B. Rights or Legitimate Interests
Paragraph 4(c) of the Policy provides a list of non-exhaustive circumstances any of which is sufficient to demonstrate that a respondent has rights or legitimate interests in a disputed domain name:
(i) before any notice to the respondent of the dispute, the respondent’s use of, or demonstrable preparations to use, the disputed domain name or a name corresponding to the disputed domain name in connection with a bona fide offering of goods or services; or
(ii) the respondent (as an individual, business, or other organization) has been commonly known by the disputed domain name even if the respondent has acquired no trade mark or service mark rights; or
(iii) the respondent is making a legitimate noncommercial or fair use of the disputed domain name, without intent for commercial gain to misleadingly divert consumers or to tarnish the trade mark or service mark at issue.
The Complainant has not authorised, licensed, or permitted the Respondent to register or use the disputed domain name or to use the Trade Mark. The Panel finds on the record that there is therefore a prima facie case that the Respondent has no rights or legitimate interests in the disputed domain name, and the burden is thus on the Respondent to produce evidence to rebut this presumption.
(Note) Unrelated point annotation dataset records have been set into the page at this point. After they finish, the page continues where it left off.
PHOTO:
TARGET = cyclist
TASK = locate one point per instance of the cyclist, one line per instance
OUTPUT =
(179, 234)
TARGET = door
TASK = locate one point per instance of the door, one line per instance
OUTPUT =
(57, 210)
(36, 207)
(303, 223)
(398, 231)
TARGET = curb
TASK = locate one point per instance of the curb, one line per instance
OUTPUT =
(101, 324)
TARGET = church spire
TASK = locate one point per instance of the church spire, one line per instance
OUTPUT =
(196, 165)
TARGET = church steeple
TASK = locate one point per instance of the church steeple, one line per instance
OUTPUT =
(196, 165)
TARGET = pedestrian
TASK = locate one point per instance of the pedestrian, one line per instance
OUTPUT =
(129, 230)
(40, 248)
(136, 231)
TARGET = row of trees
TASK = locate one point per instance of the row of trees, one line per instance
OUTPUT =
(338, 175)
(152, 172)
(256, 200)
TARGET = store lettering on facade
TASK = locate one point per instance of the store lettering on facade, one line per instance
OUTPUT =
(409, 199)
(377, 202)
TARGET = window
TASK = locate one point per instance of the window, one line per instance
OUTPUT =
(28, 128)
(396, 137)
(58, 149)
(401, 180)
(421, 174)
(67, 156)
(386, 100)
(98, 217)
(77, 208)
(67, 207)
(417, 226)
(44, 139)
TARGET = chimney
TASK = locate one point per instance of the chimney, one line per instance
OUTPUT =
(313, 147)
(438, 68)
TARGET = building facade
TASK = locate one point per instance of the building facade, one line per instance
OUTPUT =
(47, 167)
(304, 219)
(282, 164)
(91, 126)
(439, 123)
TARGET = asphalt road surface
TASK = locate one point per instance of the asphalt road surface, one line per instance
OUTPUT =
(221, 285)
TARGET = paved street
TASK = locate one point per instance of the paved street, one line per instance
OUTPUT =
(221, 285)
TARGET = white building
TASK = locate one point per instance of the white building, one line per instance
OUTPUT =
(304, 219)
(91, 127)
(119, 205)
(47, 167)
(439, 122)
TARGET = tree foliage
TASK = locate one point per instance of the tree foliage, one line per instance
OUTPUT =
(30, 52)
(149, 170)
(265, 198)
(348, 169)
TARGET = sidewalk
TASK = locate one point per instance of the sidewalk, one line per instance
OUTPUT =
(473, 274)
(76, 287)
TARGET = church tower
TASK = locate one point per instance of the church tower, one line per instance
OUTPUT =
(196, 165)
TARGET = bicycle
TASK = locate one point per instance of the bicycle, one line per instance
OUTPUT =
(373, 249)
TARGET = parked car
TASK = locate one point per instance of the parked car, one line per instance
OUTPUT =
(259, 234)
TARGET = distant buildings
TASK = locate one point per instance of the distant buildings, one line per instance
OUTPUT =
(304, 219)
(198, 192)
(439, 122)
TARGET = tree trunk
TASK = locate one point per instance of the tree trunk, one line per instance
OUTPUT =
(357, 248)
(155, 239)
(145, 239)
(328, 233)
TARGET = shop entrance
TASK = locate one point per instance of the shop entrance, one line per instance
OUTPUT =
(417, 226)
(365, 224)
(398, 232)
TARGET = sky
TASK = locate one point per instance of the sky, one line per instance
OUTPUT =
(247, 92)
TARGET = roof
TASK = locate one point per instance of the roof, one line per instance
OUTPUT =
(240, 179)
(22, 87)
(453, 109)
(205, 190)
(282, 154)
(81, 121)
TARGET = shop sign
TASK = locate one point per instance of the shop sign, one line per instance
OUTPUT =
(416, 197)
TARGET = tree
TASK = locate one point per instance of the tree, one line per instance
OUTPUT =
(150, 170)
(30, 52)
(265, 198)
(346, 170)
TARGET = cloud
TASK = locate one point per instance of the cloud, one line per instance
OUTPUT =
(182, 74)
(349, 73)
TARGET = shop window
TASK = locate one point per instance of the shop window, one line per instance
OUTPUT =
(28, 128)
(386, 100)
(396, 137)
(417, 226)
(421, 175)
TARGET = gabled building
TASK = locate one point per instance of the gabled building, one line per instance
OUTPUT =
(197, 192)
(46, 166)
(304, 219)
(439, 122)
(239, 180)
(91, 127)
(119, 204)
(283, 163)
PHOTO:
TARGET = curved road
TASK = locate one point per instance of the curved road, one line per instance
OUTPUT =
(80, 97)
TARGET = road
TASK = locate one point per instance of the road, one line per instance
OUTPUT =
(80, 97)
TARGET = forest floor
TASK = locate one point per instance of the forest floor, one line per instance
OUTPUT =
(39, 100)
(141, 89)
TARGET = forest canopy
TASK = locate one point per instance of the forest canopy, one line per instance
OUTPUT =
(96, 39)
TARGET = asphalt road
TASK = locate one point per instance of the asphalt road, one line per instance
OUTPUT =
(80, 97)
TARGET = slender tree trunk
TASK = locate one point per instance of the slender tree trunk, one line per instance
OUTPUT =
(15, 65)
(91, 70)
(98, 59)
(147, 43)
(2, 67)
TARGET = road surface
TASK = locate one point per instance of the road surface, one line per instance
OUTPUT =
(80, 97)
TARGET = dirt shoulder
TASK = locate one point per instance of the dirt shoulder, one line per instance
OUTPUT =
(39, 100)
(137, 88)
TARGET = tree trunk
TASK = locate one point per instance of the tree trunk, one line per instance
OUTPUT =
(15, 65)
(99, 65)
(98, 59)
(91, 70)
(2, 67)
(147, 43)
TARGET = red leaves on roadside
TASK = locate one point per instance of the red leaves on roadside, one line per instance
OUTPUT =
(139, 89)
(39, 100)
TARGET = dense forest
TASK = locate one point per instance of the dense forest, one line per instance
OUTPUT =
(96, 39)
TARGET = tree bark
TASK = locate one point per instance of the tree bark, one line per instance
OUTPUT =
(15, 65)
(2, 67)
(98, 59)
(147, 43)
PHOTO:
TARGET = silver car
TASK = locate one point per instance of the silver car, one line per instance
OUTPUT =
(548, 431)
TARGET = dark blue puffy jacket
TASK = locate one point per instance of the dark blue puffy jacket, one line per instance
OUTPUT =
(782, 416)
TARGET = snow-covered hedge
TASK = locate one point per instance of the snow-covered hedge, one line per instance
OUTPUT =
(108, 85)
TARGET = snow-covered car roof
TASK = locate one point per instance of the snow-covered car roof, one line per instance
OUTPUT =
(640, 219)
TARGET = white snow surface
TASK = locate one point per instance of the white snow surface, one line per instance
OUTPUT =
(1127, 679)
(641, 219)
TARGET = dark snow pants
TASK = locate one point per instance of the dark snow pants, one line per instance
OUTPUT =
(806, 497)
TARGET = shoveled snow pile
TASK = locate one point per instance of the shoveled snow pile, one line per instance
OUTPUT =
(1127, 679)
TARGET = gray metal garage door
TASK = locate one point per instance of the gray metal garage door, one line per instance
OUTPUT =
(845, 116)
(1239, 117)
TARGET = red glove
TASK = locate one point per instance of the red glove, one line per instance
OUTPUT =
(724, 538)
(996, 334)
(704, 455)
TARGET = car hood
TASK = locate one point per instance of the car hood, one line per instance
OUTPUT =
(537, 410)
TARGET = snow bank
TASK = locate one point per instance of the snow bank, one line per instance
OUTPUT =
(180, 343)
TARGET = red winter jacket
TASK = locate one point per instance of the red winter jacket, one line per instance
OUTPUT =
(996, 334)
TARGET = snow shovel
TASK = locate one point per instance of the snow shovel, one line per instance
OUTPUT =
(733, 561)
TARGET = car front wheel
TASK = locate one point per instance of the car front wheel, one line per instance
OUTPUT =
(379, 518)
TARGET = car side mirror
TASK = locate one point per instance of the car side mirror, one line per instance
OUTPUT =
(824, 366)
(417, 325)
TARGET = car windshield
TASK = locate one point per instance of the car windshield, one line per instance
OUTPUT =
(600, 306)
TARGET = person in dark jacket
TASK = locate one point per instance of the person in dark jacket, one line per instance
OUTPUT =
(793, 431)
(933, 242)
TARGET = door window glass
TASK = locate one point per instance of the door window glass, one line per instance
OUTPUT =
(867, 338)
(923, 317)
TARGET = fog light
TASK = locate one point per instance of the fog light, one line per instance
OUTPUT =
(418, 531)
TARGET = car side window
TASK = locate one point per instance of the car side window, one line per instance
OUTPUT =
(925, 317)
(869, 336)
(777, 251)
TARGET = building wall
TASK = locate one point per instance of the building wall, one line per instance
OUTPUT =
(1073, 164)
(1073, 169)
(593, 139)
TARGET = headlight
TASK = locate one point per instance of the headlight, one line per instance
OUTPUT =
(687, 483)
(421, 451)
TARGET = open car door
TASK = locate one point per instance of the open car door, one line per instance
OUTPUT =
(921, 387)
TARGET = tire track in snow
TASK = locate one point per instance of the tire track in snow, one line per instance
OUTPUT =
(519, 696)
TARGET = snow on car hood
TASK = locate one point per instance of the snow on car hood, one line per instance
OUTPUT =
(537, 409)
The Respondent has failed to show that it has acquired any trade mark rights in respect of the disputed domain name or that the disputed domain name has been used in connection with a bona fide offering of goods or services. To the contrary, the disputed domain name has been resolved to the Website, containing pay-per-click links relating to the same food services provided for many years by the Complainant under the Trade Mark, for commercial gain.
There has been no evidence adduced to show that the Respondent has been commonly known by the disputed domain name; and there has been no evidence adduced to show that the Respondent is making a legitimate noncommercial or fair use of the disputed domain name.
The Panel finds that the Respondent has failed to produce any evidence to rebut the Complainant’s prima facie case that the Respondent lacks rights or legitimate interests in the disputed domain name. The Panel therefore finds that the Respondent lacks rights or legitimate interests in the disputed domain name.
C. Registered and Used in Bad Faith
In light of the evidence of the Respondent’s use of the Website in the manner described above, the Panel finds the requisite element of bad faith has been satisfied, under paragraph 4(b)(iv) of the Policy.
For all the foregoing reasons, the Panel concludes that the disputed domain name has been registered and is being used in bad faith.
For the foregoing reasons, in accordance with paragraphs 4(i) of the Policy and 15 of the Rules, the Panel orders that the disputed domain name <sodexocsod.com> be transferred to the Complainant.